For European organizations, especially small and medium enterprises (SMEs) and home offices using Linksys E1200 v2 routers, this vulnerability poses a significant risk. Exploitation could allow attackers to gain persistent control over network gateways, enabling interception or manipulation of network traffic, deployment of malware, or lateral movement into internal networks. The ability to cause denial of service could disrupt business operations by cutting off internet connectivity. Confidentiality of sensitive data traversing the network could be compromised, and integrity of communications undermined. Given the lack of authentication or user interaction required, attackers can remotely exploit this vulnerability from anywhere, increasing the threat level. The absence of known exploits currently provides a window for mitigation, but the high CVSS score suggests that once exploit code is developed, attacks could be widespread. This is particularly concerning for critical infrastructure sectors and organizations handling sensitive data within Europe.

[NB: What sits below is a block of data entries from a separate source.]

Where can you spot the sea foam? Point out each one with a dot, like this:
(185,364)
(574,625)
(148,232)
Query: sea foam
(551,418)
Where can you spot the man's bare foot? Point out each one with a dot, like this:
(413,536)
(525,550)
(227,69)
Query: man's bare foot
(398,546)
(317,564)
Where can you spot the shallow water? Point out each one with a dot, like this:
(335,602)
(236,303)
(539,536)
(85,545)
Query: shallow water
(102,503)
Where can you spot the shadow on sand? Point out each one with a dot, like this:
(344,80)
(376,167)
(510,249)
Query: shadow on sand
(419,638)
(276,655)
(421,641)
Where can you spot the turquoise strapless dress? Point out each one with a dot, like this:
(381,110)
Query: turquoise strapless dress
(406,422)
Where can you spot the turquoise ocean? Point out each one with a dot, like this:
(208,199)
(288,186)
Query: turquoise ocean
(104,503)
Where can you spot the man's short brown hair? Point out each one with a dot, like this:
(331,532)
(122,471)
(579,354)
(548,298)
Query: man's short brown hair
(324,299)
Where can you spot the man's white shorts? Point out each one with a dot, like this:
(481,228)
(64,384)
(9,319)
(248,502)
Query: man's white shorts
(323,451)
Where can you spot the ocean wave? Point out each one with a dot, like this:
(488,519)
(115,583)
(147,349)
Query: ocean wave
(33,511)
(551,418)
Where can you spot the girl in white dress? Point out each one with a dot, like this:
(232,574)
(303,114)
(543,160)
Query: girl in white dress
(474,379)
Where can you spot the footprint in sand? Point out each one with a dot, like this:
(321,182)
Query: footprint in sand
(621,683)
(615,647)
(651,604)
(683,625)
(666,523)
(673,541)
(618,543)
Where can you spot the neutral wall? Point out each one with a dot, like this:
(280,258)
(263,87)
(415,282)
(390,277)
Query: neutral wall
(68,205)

1. Immediate action should be to check for and apply any firmware updates or patches released by Linksys addressing this vulnerability. If no official patch is available, consider upgrading to a newer router model without this vulnerability. 2. Restrict access to the router’s HTTP management interface by disabling remote management or limiting access to trusted IP addresses only. 3. Deploy network-level protections such as Web Application Firewalls (WAFs) or Intrusion Prevention Systems (IPS) configured to detect and block suspicious HTTP requests that could trigger buffer overflows. 4. Monitor network traffic for unusual patterns or signs of exploitation attempts targeting the router’s management interface. 5. Segment the network to isolate vulnerable devices from critical systems and sensitive data. 6. Educate users about the risks of using outdated router firmware and encourage regular updates. 7. Consider replacing vulnerable devices in high-risk environments with routers from vendors with strong security track records and timely patching policies.